The decision by FIFA, soccer's world governing body, to award the 2022 World Cup to Qatar was momentous on many levels, but historic on one key score: Never before has a global sporting event of such stature been awarded to a country so clearly stuck in a "bad neighborhood" like the Persian Gulf, where the potential for large-scale regional war between now and 2022 is far from theoretical. FIFA's decision was bold alright, but it also signals the international community's growing faith in what Gulf Cooperation Council countries like Qatar have achieved in promoting economic and network connectivity with the outside world. You could say that the 2022 World Cup is globalization's way of returning the favor.
Going back to my 2003 Esquire article, "The Pentagon's New Map," and my 2004 book of the same name, I've argued that you can divide the world into two general categories: a Functioning Core of countries with high or rapidly increasing connectivity with globalization in all its forms, and the Non-Integrated Gap, where most -- but not every -- country is situated in regions lacking such deep connectivity. The logic is simple enough: The more that countries connect to the outside world, the more they suffer its many rules that circumscribe behavior.

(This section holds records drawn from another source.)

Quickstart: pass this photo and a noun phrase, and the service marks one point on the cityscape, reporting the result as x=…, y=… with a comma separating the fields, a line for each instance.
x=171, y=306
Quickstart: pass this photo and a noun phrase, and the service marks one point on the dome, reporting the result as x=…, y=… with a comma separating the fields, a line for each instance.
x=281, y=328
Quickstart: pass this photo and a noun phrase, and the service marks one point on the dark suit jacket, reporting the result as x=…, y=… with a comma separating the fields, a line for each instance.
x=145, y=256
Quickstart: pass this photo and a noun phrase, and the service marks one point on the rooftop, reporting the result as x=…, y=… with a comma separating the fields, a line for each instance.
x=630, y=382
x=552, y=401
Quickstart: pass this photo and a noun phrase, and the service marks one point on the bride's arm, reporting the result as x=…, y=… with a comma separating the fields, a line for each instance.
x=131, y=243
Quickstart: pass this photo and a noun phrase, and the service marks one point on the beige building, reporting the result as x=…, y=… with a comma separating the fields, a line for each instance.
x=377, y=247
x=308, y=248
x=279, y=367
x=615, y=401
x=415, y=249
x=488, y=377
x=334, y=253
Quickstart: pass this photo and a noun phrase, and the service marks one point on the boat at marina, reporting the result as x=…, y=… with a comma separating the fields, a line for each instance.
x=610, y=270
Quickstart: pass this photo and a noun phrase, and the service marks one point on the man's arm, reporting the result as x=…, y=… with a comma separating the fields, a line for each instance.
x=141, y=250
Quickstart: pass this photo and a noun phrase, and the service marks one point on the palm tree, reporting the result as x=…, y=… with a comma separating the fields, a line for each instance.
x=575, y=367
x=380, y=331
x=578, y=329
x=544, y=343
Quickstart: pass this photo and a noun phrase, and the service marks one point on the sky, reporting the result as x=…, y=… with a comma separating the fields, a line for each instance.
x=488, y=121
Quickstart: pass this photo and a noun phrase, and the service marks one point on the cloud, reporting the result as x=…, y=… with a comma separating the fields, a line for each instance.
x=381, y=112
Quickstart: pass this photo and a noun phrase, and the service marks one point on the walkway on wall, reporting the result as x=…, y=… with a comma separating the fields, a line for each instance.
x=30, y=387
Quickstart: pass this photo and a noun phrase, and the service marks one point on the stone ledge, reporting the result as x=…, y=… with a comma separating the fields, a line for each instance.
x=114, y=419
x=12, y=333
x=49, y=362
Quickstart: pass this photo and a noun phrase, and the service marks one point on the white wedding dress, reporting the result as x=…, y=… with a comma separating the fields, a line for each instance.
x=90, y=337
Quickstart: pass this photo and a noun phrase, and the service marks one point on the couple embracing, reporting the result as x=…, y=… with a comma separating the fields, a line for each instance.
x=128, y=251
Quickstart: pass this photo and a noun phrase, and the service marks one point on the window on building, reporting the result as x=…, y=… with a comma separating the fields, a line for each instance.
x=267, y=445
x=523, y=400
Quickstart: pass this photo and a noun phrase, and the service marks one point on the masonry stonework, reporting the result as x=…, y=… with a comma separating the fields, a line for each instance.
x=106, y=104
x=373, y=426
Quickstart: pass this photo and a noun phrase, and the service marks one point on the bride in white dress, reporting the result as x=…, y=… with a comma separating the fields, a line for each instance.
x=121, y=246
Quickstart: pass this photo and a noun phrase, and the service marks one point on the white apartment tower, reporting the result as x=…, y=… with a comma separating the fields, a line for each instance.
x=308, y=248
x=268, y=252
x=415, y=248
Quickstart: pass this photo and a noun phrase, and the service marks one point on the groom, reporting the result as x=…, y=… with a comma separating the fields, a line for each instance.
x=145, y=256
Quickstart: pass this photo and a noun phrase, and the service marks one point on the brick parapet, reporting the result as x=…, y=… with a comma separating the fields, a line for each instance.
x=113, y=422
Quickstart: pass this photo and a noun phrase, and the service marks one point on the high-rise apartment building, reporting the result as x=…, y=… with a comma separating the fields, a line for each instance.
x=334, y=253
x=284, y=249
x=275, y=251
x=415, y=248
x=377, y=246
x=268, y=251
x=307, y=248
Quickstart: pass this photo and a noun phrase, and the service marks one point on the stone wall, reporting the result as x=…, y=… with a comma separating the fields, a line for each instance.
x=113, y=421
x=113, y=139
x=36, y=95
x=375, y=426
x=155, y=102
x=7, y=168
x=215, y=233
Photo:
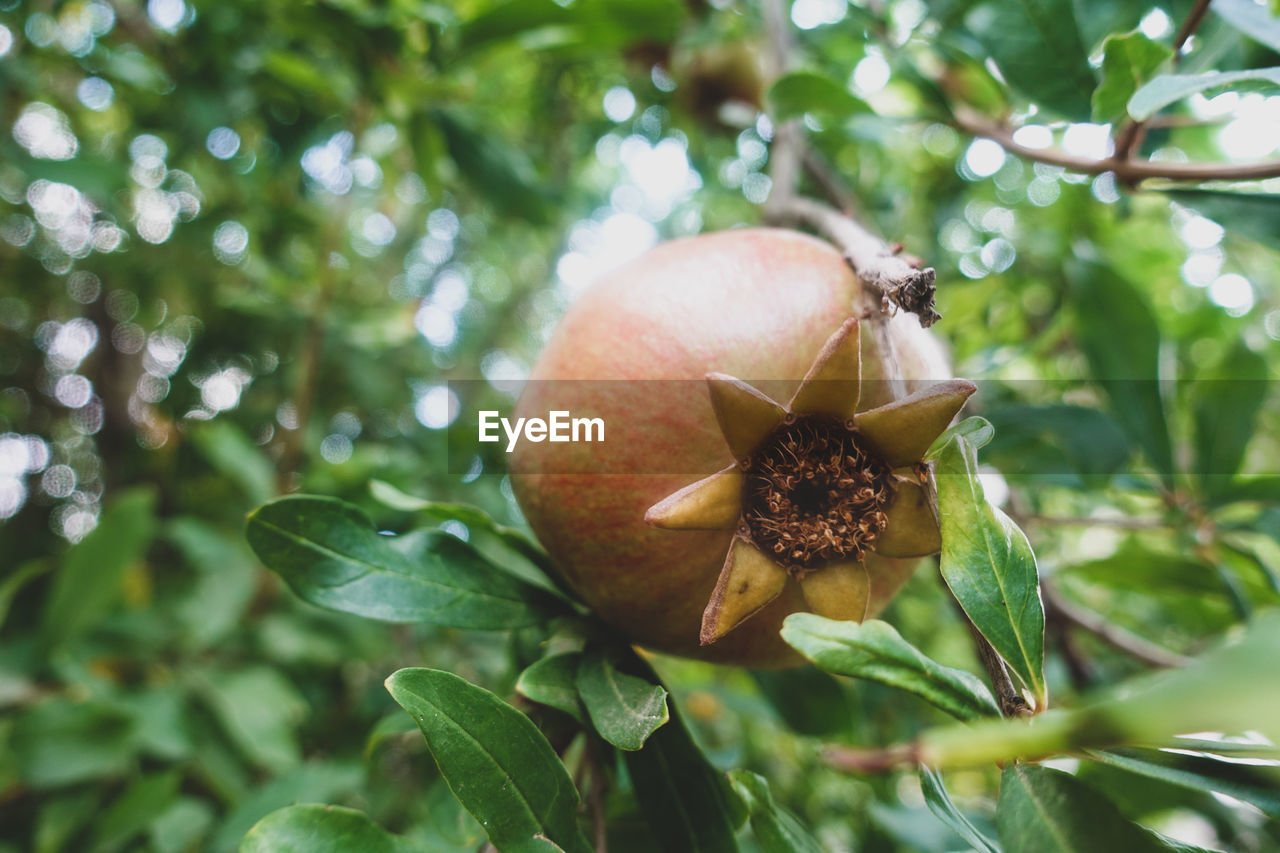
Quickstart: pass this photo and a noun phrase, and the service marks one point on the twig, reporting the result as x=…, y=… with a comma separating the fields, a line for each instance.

Once a country passes a threshold of deep connectivity, it gets out of the war-and-defense business and into the policing-and-security business.
Geographically, the Core now consists of the "old core" West of North America, Western Europe and industrialized Asia, plus the "new core" created by the fall of the Soviet Union and the rising economic pillars of Asia and the South. The Gap remains centered around the equator, stretching from the Caribbean Rim and Andean north of South America on to Africa and Southwest Asia, up to the Caucasus and Central Asia, and wrapping around much of Southeast Asia.